The Shelf Life of Sun Protection is Limited
These products last two to three years when not opened. Once opened they last a maximum of a year. Have you still got some from last year? Start by applying a protective layer from a new tube. Once you have finished with the new product, you can continue with the older ones, but you should be aware that they might have lost their filtering properties. After a long winter and a spring that's still cool, let your skin get used to the sun again. Its first protective layer must, therefore, be the most effective. If you have sun protection products opened for over a year or non-opened sun products, which have passed their expiry date, you will, unfortunately, have to throw them away.
After the Sun...
Even if you give your skin the best possible sun protection, you still have to take care of it after exposure to the sun. To do this, select a soothing and moisturising lotion. Preferably made from natural ingredients, free of paraben or other harmful substances. Aloe Vera and Calendula constitute miraculous plant based after sun treatments. If you still manage to get sunburn. In this case, you must treat a burn as if it was a wound, using for example Flamigel. Ask your chemists for advice.

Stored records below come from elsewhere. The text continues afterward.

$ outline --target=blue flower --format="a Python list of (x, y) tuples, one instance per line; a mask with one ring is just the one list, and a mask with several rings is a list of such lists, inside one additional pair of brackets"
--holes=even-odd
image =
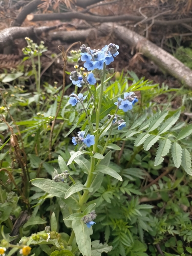
[(83, 64), (83, 66), (88, 70), (88, 71), (90, 71), (90, 70), (93, 70), (95, 69), (95, 61), (90, 60), (89, 61), (85, 62)]
[(86, 132), (84, 132), (84, 131), (81, 131), (80, 132), (77, 132), (77, 136), (79, 138), (82, 138), (82, 139), (84, 137), (84, 135), (86, 134)]
[(82, 94), (82, 93), (79, 93), (79, 94), (78, 95), (78, 97), (81, 100), (83, 100), (84, 99), (86, 99), (86, 98), (87, 97), (87, 95), (86, 95), (83, 97), (83, 95)]
[(98, 70), (103, 69), (103, 63), (104, 60), (104, 59), (102, 59), (98, 60), (98, 61), (96, 61), (95, 64), (95, 68), (98, 69)]
[(137, 99), (136, 99), (136, 98), (135, 98), (135, 99), (133, 100), (132, 101), (132, 104), (133, 105), (135, 105), (135, 103), (136, 103), (136, 102), (138, 102), (138, 100)]
[(114, 60), (114, 58), (112, 55), (111, 56), (106, 56), (105, 57), (105, 64), (106, 65), (109, 65), (111, 62)]
[(97, 81), (93, 73), (90, 73), (90, 74), (89, 74), (87, 78), (87, 80), (90, 84), (95, 84), (95, 83)]
[(121, 98), (117, 98), (117, 99), (118, 99), (118, 101), (114, 103), (115, 105), (117, 105), (117, 104), (118, 104), (119, 101), (122, 101), (122, 100), (123, 100), (123, 99), (121, 99)]
[(123, 127), (126, 126), (126, 122), (122, 122), (122, 123), (120, 123), (120, 124), (119, 124), (118, 126), (118, 130), (122, 130)]
[(77, 145), (77, 142), (75, 140), (75, 137), (72, 137), (72, 142), (73, 143), (73, 145), (75, 146), (75, 145)]
[(75, 97), (71, 97), (69, 100), (69, 103), (71, 104), (73, 106), (75, 106), (78, 100)]
[(95, 136), (88, 134), (86, 138), (84, 139), (83, 142), (87, 146), (90, 147), (95, 144)]
[(90, 221), (88, 223), (86, 223), (86, 225), (89, 228), (90, 228), (90, 227), (93, 226), (94, 224), (96, 224), (96, 223), (94, 221)]
[(126, 112), (128, 110), (131, 110), (133, 109), (132, 102), (131, 102), (129, 100), (122, 100), (119, 106), (119, 109), (122, 110), (124, 112)]
[(87, 60), (91, 60), (92, 58), (92, 56), (87, 52), (80, 53), (81, 55), (81, 60), (82, 61), (87, 61)]

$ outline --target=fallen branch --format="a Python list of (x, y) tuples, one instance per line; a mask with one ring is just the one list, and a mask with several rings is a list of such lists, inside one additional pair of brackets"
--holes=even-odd
[[(56, 20), (77, 18), (83, 19), (87, 22), (106, 23), (106, 22), (118, 22), (122, 20), (130, 20), (138, 22), (142, 20), (142, 23), (151, 23), (152, 18), (148, 18), (145, 20), (143, 20), (143, 17), (134, 16), (127, 14), (118, 16), (96, 16), (84, 14), (78, 12), (70, 12), (65, 13), (49, 13), (45, 14), (29, 14), (27, 16), (27, 19), (32, 22), (39, 22), (45, 20)], [(180, 25), (181, 23), (189, 23), (192, 22), (191, 18), (183, 18), (181, 19), (174, 19), (172, 20), (154, 20), (153, 24), (161, 26), (175, 26)]]
[(192, 71), (183, 63), (143, 36), (124, 27), (105, 23), (97, 30), (95, 28), (75, 31), (58, 31), (49, 33), (51, 39), (60, 39), (65, 41), (86, 40), (93, 35), (102, 36), (113, 33), (120, 40), (132, 47), (137, 48), (162, 70), (176, 77), (181, 83), (192, 88)]
[(4, 47), (11, 45), (15, 39), (24, 38), (26, 36), (30, 37), (34, 35), (39, 35), (43, 32), (48, 32), (58, 28), (58, 26), (53, 27), (13, 27), (2, 30), (0, 33), (0, 51)]

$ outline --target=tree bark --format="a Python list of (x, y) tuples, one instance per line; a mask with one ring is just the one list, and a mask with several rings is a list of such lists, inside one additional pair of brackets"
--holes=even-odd
[(30, 37), (34, 35), (39, 35), (43, 32), (47, 32), (55, 29), (58, 26), (53, 27), (12, 27), (5, 29), (1, 31), (0, 33), (0, 51), (5, 47), (12, 45), (13, 41), (15, 39), (24, 38), (26, 36)]
[[(77, 18), (83, 19), (87, 22), (105, 23), (118, 22), (122, 20), (130, 20), (135, 22), (141, 22), (143, 20), (143, 17), (124, 14), (118, 16), (96, 16), (84, 14), (78, 12), (70, 12), (62, 13), (49, 13), (45, 14), (29, 14), (27, 15), (28, 20), (32, 22), (39, 22), (45, 20), (66, 20)], [(152, 18), (148, 18), (142, 21), (142, 23), (151, 23)], [(174, 19), (172, 20), (154, 20), (154, 25), (160, 26), (175, 26), (181, 25), (182, 23), (189, 23), (192, 22), (191, 18), (183, 18), (181, 19)]]

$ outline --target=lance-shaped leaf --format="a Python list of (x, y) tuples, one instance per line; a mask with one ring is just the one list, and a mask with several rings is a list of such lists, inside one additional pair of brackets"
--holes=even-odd
[(75, 197), (72, 196), (70, 199), (65, 200), (65, 195), (70, 187), (66, 183), (55, 182), (53, 180), (40, 178), (34, 179), (31, 181), (33, 185), (39, 187), (42, 190), (61, 198), (72, 209), (74, 210), (79, 209), (78, 202)]
[(151, 147), (154, 145), (154, 144), (157, 142), (159, 140), (160, 136), (159, 135), (150, 135), (145, 140), (144, 145), (143, 148), (144, 150), (148, 150)]
[(178, 134), (176, 141), (180, 140), (190, 135), (192, 133), (192, 123), (184, 128)]
[(135, 146), (138, 146), (143, 144), (149, 136), (150, 136), (150, 134), (146, 133), (143, 133), (140, 134), (135, 141)]
[(90, 235), (93, 233), (92, 227), (89, 228), (82, 221), (74, 220), (72, 221), (72, 228), (79, 250), (83, 256), (91, 256)]
[(96, 165), (95, 171), (96, 172), (100, 172), (103, 174), (108, 174), (108, 175), (110, 175), (115, 179), (122, 181), (123, 180), (121, 177), (118, 174), (115, 170), (110, 168), (108, 166), (105, 166), (105, 165), (103, 165), (102, 164), (99, 164), (98, 165)]
[(171, 145), (172, 142), (168, 139), (160, 140), (159, 146), (155, 157), (155, 166), (159, 165), (164, 160), (164, 158), (162, 157), (164, 157), (168, 153)]
[(147, 132), (152, 132), (159, 127), (168, 114), (168, 111), (164, 111), (156, 116), (150, 124)]
[(159, 129), (159, 132), (158, 133), (159, 135), (162, 134), (162, 133), (165, 133), (167, 131), (172, 127), (172, 125), (175, 124), (175, 123), (178, 120), (179, 116), (180, 115), (181, 112), (178, 111), (174, 114), (174, 115), (168, 118), (167, 120), (163, 124), (162, 126)]
[(177, 142), (172, 145), (172, 155), (175, 165), (177, 168), (179, 168), (181, 163), (182, 148)]
[(183, 150), (182, 153), (181, 165), (188, 175), (192, 176), (191, 157), (190, 153), (186, 148)]

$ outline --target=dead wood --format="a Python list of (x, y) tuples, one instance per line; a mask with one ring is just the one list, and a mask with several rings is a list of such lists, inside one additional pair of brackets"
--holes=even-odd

THE ESSENTIAL ACCESSORY: SPORTS SUNGLASSES Your eyes are also sensitive to the sun. It is therefore wise to buy a pair of good quality sunglasses. Always check the CE standard. It is divided into 4 categories indicating the level of protection. CE4 represents the highest level of protection. The suitability of sunglasses will depend on your face shape, the sport activity you do and the places where you mostly do your sport. Both the frame and lens must be suitable for movement, active use, whilst being resistant to sweat and minor shocks. So they must be sturdy, flexible, non-slip, and especially comfortable and lightweight to wear. Some sports require sunglasses that have a specific shape or modular glasses. For maximum protection against reflected glare from the water you can, for example, wear polarized lens that changes colour in the light and provides a contrasting image of the playing pitch or the ground, anti-fogging lens to prevent condensation, etc. There are plenty of options. Our team members will happily advise on the trying them out and the choice available.
Even the best sun cream there is cannot provide sufficient protection after several hours of surfing, bodyboarding or sailing. The sun's reflection on the surface of the water very quickly heightens its effects. With a UV sun protective T-shirt or wetsuit, you double the amount of time you can spend in the water. Getting a basic cotton T-shirt wet reduces its protective properties by as much as half. Photoprotector clothing is treated with a sun protection product and/or woven with a specific technique. In compliance with European standards, clothing displaying an ultraviolet protection factor (UPF) greater than 30 "protects against UV rays" and those that display an ultraviolet protection factor greater than 40 are categorised as "Excellent UV Protection". They are marked EN 13758-2 40+.